Before him was the first church leadership—obedient to God by being defiant to men! It is commonly recognized that throughout world history, it was the indifference within the body of Christ that emboldened evil. As we sat in comfort, the devil unhindered established his empires, whether it was slavery in the United States, the Jewish Holocaust in Germany or many of the human abuses and atrocities we have come to know. Today, thousands of pastors have not a clue to what is happening to our freedoms. As far as they are concerned, they are too busy taking care of the things church leaders are supposed to take care of—sitting on corporate boards and working on this month's sermons, or studying the preaching dynamics of some great evangelist or some other project related to church operation.
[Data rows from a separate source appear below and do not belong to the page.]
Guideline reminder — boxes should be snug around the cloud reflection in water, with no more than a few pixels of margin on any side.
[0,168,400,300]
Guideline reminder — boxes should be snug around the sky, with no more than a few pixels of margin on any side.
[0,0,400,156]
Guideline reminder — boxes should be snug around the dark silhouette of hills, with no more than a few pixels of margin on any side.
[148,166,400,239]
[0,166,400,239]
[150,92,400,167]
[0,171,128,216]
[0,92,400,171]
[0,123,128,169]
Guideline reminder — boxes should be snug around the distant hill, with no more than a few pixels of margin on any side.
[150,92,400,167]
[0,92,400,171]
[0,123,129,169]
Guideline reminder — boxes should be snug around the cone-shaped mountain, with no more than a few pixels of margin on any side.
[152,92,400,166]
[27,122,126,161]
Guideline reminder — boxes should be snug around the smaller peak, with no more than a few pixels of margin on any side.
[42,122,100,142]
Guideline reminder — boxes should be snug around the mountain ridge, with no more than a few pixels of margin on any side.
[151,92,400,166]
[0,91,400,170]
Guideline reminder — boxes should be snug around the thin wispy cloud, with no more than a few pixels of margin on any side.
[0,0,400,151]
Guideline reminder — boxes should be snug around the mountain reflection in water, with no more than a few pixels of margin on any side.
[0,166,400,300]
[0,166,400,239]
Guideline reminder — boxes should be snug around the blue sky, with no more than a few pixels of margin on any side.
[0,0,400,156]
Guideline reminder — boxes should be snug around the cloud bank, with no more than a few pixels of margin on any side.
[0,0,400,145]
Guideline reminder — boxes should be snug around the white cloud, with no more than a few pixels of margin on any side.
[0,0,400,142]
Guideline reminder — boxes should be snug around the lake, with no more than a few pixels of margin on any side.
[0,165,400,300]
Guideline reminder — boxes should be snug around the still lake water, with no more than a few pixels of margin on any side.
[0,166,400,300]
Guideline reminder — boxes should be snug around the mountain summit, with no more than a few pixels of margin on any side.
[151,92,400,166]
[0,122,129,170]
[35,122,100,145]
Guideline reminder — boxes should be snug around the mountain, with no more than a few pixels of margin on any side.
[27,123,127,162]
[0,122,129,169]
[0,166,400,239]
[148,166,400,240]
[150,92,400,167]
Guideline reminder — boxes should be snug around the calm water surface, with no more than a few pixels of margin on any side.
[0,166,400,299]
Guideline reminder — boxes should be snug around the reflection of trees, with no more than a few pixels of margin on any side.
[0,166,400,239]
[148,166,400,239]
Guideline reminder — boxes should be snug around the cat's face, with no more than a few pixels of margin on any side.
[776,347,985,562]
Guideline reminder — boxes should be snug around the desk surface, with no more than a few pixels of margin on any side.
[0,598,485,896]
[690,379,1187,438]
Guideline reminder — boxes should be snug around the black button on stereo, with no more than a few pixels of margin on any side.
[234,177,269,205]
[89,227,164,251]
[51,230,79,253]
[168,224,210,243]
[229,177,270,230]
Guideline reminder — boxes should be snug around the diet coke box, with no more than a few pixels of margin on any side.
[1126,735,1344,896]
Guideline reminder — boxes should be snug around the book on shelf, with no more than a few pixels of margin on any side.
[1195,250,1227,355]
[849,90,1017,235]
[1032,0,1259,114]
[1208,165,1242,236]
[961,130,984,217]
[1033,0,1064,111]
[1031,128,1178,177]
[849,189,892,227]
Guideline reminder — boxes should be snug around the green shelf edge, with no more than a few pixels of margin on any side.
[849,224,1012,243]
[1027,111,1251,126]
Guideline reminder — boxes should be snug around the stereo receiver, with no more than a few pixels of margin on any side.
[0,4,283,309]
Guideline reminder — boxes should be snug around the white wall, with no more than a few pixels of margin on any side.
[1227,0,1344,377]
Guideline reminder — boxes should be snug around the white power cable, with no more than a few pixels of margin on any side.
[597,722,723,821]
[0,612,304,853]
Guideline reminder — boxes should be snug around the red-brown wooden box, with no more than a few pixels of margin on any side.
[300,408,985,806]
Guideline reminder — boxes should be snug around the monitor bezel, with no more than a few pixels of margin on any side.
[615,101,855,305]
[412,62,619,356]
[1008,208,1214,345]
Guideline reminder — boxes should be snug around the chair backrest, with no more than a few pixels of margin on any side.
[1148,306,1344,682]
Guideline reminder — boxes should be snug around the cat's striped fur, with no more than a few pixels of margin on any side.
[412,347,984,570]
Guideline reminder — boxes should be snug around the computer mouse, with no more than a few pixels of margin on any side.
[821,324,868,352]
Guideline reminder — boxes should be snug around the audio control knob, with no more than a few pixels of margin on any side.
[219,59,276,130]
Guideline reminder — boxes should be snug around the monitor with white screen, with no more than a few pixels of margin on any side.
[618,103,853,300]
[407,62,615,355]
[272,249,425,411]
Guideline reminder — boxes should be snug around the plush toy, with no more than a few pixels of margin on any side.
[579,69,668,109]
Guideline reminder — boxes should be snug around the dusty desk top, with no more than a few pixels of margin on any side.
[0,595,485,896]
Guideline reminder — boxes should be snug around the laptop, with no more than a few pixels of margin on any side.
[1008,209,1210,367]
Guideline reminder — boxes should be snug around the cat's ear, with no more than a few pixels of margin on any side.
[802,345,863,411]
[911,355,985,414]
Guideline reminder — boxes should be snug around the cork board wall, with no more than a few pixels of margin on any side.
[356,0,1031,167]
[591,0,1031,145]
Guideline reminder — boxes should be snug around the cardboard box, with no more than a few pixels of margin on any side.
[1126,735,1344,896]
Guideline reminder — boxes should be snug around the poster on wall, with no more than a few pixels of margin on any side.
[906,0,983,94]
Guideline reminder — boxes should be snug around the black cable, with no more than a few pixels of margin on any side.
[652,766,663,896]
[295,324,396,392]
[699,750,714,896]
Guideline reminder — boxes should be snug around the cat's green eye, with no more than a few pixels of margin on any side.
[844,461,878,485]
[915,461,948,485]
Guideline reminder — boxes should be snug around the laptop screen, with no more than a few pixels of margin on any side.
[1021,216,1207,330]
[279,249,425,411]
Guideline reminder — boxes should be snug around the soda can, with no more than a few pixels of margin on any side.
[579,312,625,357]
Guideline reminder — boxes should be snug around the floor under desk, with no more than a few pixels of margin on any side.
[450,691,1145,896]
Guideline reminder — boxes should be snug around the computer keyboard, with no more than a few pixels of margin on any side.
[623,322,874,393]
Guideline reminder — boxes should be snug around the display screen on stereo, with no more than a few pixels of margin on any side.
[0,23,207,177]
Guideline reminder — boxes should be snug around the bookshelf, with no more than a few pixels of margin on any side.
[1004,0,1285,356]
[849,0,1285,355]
Recall in the book of Acts chapter 5 when the Jesus' disciples were imprisoned and threatened with extreme violence—including death. An angel of the Lord released them and instructed them to go, speak and minister to the people at the temple. Obeying the angel, they went back to the temple, but were arrested again and brought before the Jewish leaders and authorities who then argued, "Did not we straitly command you that ye should not teach in this name?..." But Peter and his fellow disciples recognized that even the powerful Jewish council was subordinate to the command of God! They saw that the direct order to not mention the name "Jesus" was an unjust law. They answered the authority they would normally obey with "We ought to obey God rather than men." Similarly, a law is unjust when even a judge decides that we cannot pray at a public event.
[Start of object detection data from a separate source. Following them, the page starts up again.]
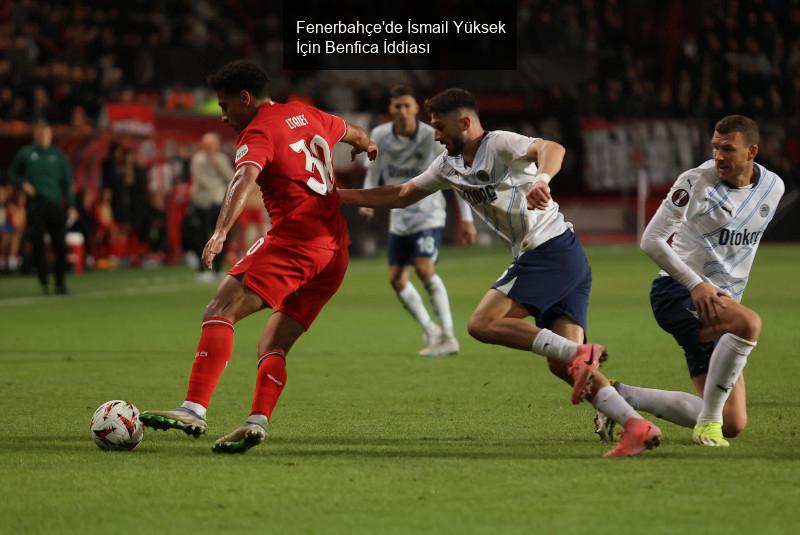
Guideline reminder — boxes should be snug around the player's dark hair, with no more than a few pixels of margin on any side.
[425,87,478,114]
[714,115,760,145]
[208,59,269,98]
[389,85,415,99]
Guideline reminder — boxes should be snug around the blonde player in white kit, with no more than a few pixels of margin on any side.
[339,89,661,457]
[596,115,784,447]
[359,86,475,357]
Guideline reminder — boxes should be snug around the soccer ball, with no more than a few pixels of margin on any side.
[89,399,144,450]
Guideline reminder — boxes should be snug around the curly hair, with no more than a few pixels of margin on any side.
[714,115,760,145]
[425,87,478,114]
[208,59,269,98]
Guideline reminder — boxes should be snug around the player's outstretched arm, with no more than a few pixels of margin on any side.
[339,182,433,208]
[526,139,567,210]
[202,164,261,269]
[342,121,378,160]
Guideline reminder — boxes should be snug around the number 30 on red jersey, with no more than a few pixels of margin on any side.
[289,134,333,195]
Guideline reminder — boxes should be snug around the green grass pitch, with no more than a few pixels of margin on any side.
[0,245,800,534]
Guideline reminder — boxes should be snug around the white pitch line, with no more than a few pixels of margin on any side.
[0,282,200,308]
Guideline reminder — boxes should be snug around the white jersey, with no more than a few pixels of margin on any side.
[414,130,572,258]
[660,160,784,301]
[364,121,447,236]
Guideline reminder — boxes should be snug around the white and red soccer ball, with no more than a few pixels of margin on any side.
[89,399,144,451]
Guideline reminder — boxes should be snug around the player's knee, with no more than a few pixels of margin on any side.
[389,277,406,293]
[733,309,761,342]
[203,296,236,323]
[547,359,572,384]
[467,314,491,342]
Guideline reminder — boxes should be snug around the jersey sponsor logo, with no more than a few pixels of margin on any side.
[386,164,420,178]
[719,229,761,245]
[464,186,497,204]
[233,145,250,163]
[672,189,689,208]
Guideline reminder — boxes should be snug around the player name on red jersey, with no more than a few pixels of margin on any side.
[285,114,308,129]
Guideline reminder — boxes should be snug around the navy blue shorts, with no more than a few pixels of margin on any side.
[492,230,592,333]
[387,227,444,266]
[650,277,716,377]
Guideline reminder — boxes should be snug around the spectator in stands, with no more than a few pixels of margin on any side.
[9,123,78,295]
[191,132,233,281]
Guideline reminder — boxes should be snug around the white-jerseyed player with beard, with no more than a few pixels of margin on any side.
[340,89,661,457]
[595,115,784,447]
[359,86,475,357]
Here today, we have an undoing—a deliberate dismantling of our system of faith—aided unfortunately by the air of indifference and complacency within the gut of our own Christian community, complimented by those who believe that the world would be better without God. Thus caught up in the process are those who still believe that it was the same God who made America great is the One we must not exclude from our public dialogue today. The result has been persecution for those who attempt to pray or exhibit any form of religious expression. Does this reek of injustice? Even king David, when he had disobeyed the Lord and was given three choices for punishment, knew better not to place his fate into the hands of men. "... And David said unto Gad, I am in a great strait: let us fall now into the hand of the LORD; for his mercies are great: and let me not fall into the hand of man" (2 Samuel 24:14). So why should we acquiesce to the wisdom and judgment of fallible and sometimes ungodly judges and rulers who promulgate the notion that there is a line of demarcation between our faith and our government? Does it not begin with, "We the people...?"

It is no doubt that Dr. Martin Luther King's impassioned letter treatise presented an indisputable argument before those of the Birmingham, Alabama power structure who sought to deny black people even the most basic of human rights. Since their logic and reasoning was severely flawed, they had no legitimate or reasonable reply. Just as Dr. King pointed out the injustice of racial segregation of that time, we can point to the government suppression of prayer and religious expression of our day. There is no law that bans a man from acknowledging the existence of or expressing reverence for God that can be considered just. Our duty is to be who we are praying and practicing Christians, willing to suffer for the cause of Christ!